Research - books
Japan's Shrinking Regions in the 21st century
contemporary responses to depopulation and socioeconomic decline
Matanle, P., Rausch, A.S., with the Shrinking Regions Research Group (2011) Japan's Shrinking Regions in the 21st Century: Contemporary Responses to Depopulation and Socioeconomic Decline, Amherst, NY: Cambria Press.
Published: 28 September 2011.
ISBN 9781604977585; 11 Chapters, 564pp.
Rich in documentary information and theoretical background, revealing, disturbing, prophetic -- this is one of the most important books to be written on Japan in recent years.
Alex Kerr, author of Lost Japan (1996), and Dogs and Demons: Tales from the Dark Side of Japan (2001).
This is, quite simply, one of the best books on contemporary Japan produced in the past 30 years and represents a must-read for scholars of Japan, demographers, and anyone interested in processes of population change that will affect many parts of the world in the future.
John Traphagan, University of Texas, author of The Practice of Concern: Ritual, Well-Being, and Aging in Rural Japan (2004), and co-editor with John Knight of Demographic Change and the Family in Japan's Aging Society (2003).
Japan’s population is shrinking. On current trends it will decline by an average of half a million people per year for the next forty years. The country is also getting older and the ratio of dependants to active workers is expected to approach 1:1 by around 2030. This is already having a profound effect on Japan and will continue to do so for decades into the future.
In the twenty-first century, a historic turnaround in global demographic trends is occurring. Europe and East Asia are especially vulnerable to demographic shrinkage. Germany is also shrinking, as is Russia. In Asia, South Korea is ageing and will begin to shrink soon and, importantly, so will China from around 2030. On a global scale, population shrinkage is almost certainly good news but it brings with it changes to ways of living and working which require adjustment at the national, regional and community levels.

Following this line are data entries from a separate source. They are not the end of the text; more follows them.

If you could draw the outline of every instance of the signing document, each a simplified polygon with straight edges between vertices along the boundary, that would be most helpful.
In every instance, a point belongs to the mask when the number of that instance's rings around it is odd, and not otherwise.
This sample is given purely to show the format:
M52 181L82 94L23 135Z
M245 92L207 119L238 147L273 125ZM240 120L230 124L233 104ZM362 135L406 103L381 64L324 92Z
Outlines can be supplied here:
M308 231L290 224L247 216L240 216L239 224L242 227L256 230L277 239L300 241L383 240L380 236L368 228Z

Japan’s rural areas have been shrinking for decades. Entire villages have vanished, even been 'sold'. Thousands of municipalities have become non-viable and been merged. Thousands more private and public enterprises have collapsed leaving colossal debts and abandoned buildings, while many older people live lonely and difficult lives in neighbourless communities. Rural shrinkage has been the unseen corollary of Japan’s extraordinarily dynamic 20th-century urban expansion; indeed, Japan’s postwar economic miracle has to some degree been achieved at the expense of rural retreat.
Potentially disastrous is the negative-sum game that national depopulation triggers, as one community’s gain becomes another’s loss. Japan’s Shrinking Regions in the 21st Century reveals how communities are responding positively to these emerging circumstances, delivering a message of hope and vitality to shrinking regions worldwide. Setting Japan alongside Europe, and including an epilogue on the Tōhoku earthquake, tsunami and nuclear meltdowns of 11 March 2011, the book offers policy makers and practitioners up-to-date advice for community revival born of extensive collaborative fieldwork across the whole Japanese archipelago.
Together we use multiple case studies to show that the phenomenon of regional shrinkage is widespread and multi-faceted in terms of its characteristics, impacts and implications. And we examine and analyse the various responses that have been brought to the problem; from infrastructure development, through tourism, to acknowledging and learning to live with shrinkage. For many, especially rural communities, collapse and eventual disappearance is inevitable. What happens to others will depend upon the degree of sophistication in planning, coordination, creativity and ingenuity that can be brought to bear.
Japan’s Shrinking Regions in the 21st Century brings together the work of 18 international scholars to present the first comprehensive study of regional shrinkage under Japan’s national depopulation. Interspersed throughout with numerous illustrations, the book reveals a richly textured examination of shrinkage at the local level, from which emerges the overall story of Japan’s depopulation and its place within the trajectory of world development.
This will be an essential source for all social science collections, as well as for researchers, policy makers, students, and practitioners with interests in regional development, demography, East Asia, and post-industrial change.